Speaker
Description
Muon colliders provide a unique route to deliver high energy collisions that enable discovery searches and precision measurements to extend our understanding of the fundamental laws of physics. All this at a single circular collider and on a feasible timescale, as reviewed in the frame of the European Roadmap for Accelerator R&D and during the U.S. Snowmass process. The recently formed International Muon Collider Collaboration,
hosted at CERN, targets the design of a muon collider facility with a center of mass energy of 10 TeV or higher, which seem feasible and
sustainable with technologies that can be made available in the near future. Currently a 3 TeV stage is considered viable as a post HL-LHC facility.
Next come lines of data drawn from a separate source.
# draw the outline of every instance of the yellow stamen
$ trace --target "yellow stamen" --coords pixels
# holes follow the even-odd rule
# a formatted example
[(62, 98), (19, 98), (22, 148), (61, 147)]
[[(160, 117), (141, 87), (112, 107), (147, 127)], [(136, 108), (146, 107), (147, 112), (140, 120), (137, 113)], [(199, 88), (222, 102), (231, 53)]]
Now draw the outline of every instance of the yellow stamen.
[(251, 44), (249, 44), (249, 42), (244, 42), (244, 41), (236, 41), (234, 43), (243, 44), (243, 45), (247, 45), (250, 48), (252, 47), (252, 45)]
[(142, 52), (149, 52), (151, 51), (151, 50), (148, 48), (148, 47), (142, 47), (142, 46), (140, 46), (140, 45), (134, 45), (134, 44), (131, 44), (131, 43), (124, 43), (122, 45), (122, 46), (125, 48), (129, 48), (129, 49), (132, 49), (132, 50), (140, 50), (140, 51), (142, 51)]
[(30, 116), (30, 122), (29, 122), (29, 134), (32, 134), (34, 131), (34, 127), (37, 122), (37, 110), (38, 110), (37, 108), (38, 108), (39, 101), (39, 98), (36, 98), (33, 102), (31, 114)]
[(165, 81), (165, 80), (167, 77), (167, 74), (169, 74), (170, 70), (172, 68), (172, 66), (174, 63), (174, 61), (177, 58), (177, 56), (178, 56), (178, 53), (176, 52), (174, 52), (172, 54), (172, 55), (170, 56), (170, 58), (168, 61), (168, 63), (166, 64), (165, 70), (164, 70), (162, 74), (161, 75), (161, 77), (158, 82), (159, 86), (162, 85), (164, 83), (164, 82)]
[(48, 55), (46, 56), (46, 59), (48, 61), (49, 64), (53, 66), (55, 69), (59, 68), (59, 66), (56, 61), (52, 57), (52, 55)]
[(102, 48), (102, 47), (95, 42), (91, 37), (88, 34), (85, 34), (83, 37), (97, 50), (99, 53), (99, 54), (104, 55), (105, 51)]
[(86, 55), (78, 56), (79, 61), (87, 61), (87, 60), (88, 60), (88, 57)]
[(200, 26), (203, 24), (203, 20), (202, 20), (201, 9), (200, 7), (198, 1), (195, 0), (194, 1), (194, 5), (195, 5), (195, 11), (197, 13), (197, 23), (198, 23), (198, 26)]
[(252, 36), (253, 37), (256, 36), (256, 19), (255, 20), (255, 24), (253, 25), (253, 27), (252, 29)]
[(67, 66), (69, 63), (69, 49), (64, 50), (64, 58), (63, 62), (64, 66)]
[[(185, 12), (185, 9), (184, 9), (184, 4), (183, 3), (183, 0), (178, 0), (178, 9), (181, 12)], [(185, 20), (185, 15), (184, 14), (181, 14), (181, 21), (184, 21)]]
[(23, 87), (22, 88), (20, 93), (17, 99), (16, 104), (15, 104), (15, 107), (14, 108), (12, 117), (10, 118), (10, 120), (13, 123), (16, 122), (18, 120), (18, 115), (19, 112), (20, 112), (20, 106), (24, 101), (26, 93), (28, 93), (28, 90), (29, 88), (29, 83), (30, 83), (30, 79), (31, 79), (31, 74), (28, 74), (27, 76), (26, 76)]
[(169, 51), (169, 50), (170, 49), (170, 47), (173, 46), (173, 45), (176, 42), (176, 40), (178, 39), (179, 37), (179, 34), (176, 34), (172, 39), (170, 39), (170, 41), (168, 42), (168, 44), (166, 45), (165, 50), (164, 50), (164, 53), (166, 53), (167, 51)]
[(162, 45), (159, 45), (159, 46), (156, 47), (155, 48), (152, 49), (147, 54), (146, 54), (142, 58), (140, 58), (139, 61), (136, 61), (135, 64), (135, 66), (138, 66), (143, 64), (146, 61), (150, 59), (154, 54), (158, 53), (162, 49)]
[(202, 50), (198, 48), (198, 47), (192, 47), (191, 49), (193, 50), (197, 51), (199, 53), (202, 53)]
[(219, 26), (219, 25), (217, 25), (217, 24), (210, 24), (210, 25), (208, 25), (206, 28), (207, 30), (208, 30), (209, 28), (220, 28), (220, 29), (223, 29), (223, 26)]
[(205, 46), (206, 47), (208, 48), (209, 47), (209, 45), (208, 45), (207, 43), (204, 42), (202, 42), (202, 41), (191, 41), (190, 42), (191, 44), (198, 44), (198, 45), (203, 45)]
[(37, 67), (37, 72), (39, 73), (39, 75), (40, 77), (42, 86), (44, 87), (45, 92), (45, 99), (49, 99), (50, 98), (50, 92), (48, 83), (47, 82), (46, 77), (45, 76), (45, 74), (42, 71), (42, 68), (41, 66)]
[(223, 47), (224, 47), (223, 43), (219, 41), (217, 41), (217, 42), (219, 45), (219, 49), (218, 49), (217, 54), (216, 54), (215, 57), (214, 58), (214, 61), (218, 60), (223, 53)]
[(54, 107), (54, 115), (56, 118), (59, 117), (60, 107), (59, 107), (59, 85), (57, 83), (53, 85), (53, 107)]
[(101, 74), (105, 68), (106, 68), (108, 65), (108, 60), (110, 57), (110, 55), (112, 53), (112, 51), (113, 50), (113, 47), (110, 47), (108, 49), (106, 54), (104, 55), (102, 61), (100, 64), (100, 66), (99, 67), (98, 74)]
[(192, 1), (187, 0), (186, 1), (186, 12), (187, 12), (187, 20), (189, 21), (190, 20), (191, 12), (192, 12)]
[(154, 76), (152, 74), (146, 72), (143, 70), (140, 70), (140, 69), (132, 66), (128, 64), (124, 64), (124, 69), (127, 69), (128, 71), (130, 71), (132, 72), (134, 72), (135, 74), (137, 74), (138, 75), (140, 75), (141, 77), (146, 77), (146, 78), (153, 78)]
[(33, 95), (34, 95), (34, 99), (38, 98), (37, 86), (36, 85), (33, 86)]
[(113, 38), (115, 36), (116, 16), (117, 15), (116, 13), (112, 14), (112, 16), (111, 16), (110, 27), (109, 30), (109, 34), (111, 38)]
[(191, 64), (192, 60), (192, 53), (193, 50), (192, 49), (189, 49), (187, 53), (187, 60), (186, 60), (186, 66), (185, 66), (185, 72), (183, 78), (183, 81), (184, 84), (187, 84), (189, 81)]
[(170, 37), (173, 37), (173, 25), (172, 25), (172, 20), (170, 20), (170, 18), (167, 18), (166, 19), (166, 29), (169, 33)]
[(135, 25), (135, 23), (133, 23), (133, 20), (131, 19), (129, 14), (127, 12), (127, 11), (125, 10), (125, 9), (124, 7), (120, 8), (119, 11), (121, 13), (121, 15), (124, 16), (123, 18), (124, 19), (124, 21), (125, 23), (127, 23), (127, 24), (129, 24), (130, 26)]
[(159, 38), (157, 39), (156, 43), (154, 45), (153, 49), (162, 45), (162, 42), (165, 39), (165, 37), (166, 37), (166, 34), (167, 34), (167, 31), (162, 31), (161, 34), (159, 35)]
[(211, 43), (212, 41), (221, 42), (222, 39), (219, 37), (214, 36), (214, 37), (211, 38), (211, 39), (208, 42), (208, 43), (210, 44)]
The main challenges are to produce bright muon beams, while facing the drawback arising from the short muon lifetime at rest. The detector design,
the choice of the technologies, and reconstruction algorithms are heavily influenced by the beam-induced background (BIB). A dedicated design
of the machine detector interface is required to mitigate an unprecedented amount of secondary and tertiary decay products of muons beams at the interaction point. From an initial detector concept and full simulation studies of data reconstruction performance and physics projections
at 1.5 and 3 TeV, we outline next steps in the development of a multi-purpose detector for a muon collider with center-of-mass energies up to 10 TeV.
The status of the experiment design, future plans for R&D and synergies will be discussed.